In 1943, Abraham Maslow proposed Hierarchy of Human Needs, which separates between five different levels of human needs. But by looking at all solutions which exist in a marketplace, I personally tend to distinguish between 4 major categories of needs where innovation takes place (in the figure below, their importance runs clockwise):
- Basic Personal (food, healthcare, housing, security, learning, transportation, etc.)
- Work (need for money, self-actualization, satisfaction, prosperity, wealth, etc.)
- Social (communication, socializing, learning, sex, family, etc.)
- Entertainment (relaxation, joy, fun, etc.)
Today, borders between these categories are getting fuzzier in developed countries. Work can co-exist with fun and joy. A basic need for food can co-exist with socalizing and entertainment: some people prefer gourmet meals in cozy restaurants rather than consuming fast food. Playing Sims combines socializing and entertainment. Listening music helps to entertain and relax. Playing tennis helps to entertain and stay in good health.
There are endless solutions for each category of needs, and many cross the borders of each other. But by looking at these categories, it becomes obvious that most winning solutions are those which cover ALL categories of needs. For instance, even an old-fashioned "wired" phone can be used for:
- Emergency calls (Basic Personal)
- Talking to friends (Social)
- Discussing budgets during travelling (Work)
- Ordering music on interactive TV channels (Entertainment).
The same is valid for a personal car, PC, and a large variety of other products. And not just for products, but for services too: for instance, personal coaching can help to improve someone’s life in all four categories. Gaming industry evolves in this direction as well. Look at computer games. Civilization has overgrown from bringing personal entertainment to become a useful tool on world history in urban learning. If Sims helps to entertain, discuss basic personal needs, and socialize, then Second Life adds business (working) aspect to the game. This is why Second Life is getting more and more popular. I had not bought an mp3 player before podcasts started to emerge on the Internet: it is great to learn something new from podcasts during long trips, and then relax by listening to music. A single device satisfies my needs for entertainment and work. In fact, I did not buy an mp3 player: my mobile phone equipped with 4 Gb Sony SD card does all needed jobs perfectly. It shows movies too, but iPhone promises to do it even better.

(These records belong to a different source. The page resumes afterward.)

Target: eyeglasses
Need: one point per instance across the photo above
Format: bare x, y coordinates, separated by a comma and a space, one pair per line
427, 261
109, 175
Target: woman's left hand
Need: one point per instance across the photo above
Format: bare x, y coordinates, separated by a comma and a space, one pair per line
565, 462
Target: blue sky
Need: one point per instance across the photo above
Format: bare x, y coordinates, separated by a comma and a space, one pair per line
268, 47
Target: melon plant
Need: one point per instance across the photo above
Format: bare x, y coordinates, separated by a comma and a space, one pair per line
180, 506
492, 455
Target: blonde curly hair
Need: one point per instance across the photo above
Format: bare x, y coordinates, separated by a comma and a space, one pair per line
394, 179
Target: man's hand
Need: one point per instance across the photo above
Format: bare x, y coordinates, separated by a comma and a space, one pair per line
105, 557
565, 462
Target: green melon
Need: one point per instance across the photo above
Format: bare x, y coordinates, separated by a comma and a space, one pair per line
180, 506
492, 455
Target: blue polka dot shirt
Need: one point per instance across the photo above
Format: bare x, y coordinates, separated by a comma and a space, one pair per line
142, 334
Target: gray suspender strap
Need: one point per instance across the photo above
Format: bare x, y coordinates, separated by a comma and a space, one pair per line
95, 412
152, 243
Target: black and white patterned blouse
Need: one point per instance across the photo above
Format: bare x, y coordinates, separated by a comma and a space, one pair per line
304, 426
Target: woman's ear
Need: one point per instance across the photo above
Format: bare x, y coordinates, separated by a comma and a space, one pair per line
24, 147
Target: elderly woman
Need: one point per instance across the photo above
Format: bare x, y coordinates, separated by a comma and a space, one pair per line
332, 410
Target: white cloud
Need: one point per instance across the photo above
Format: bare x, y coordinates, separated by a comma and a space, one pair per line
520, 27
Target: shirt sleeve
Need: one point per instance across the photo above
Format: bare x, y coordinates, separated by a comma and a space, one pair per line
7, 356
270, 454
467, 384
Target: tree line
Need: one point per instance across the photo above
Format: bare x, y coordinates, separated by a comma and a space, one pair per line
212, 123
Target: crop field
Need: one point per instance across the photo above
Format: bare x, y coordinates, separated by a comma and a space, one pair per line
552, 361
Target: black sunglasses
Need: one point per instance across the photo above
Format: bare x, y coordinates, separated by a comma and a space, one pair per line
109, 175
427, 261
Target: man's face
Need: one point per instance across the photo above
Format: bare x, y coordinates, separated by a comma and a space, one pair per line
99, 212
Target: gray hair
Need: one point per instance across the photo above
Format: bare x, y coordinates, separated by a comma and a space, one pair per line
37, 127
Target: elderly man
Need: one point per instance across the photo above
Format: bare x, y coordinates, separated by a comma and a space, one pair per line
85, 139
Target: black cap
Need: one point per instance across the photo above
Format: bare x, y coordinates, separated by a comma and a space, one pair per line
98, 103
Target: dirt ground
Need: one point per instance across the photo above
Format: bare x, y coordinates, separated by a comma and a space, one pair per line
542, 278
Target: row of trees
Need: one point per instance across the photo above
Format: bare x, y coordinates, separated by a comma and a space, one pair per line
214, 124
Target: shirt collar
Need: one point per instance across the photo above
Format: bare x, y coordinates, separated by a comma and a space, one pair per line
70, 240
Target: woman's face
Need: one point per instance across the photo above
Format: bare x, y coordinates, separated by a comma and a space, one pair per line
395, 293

So, the secret number one is simple: if you want to create a really winning solution on large scale, create something that targets all four categories of needs. But probably this is not an eye-opener. Another question arises: how to create it?
Here TRIZ helps. We already have a car, a PC, a mobile phone. How to think about something really new, or at least, how to radically improve these existing solutions? Not so difficult. TRIZ philosophy says that really new solutions result from overcoming contradictions which were created by old solutions. For instance, once I had to give 5 different phone numbers so people could reach me in any location. And still, they were unable to reach me when I was on a trip. I always faced this contradiction – when arriving to a new destination, I needed to send my new number to… how many people? But I did not have time for that. If I would spend time for calling to everyone to inform about my new number, then I would not have time to do my job. And vice versa. A contradiction which was resolved by a mobile phone.
We can look at any of the existing solutions and identify what contradictions are still caused by it or its use. Not just slightly improve the convenience of use, but solve a real contradiction. For instance, back in 1997 a CTO of a company producing traditional (“wired”) phones told me that almost no one in the world would need a mobile phone except some top executives and traveling sales people. I thought: really? But one of my basic personal needs is to call emergency on case something happens no matter where I am – and this applies to everyone! In 1999, a top manager of one of the world leading company producing photo cameras told me that digital photography was doomed… Really? I was already fed up with endless film rolls, prints, and the necessity to go to a store each time to bring my films for processing, and paying each time quite a lot of money since I liked to use quality films and quality photo paper. Looking at the costs side, I calculated that owning a digital camera for one thousand euros will be paid off just within 2-3 years. And probably the cost factor was not the most appealing: the most important to me was a contradiction that I was not in the control of the quality of the prints I used to get from the store and I did not have time to do the prints myself. Another imprortant factor was that I knew that quality of digital cameras would improve immensely pretty soon – there were no physical barriers to that. The time has shown who was right.
So, the secret number 2: find contradictions, define new goals and resolve the contradictions. And create new winning solutions.
In fact, that’s all. The rest depends on your capabilities.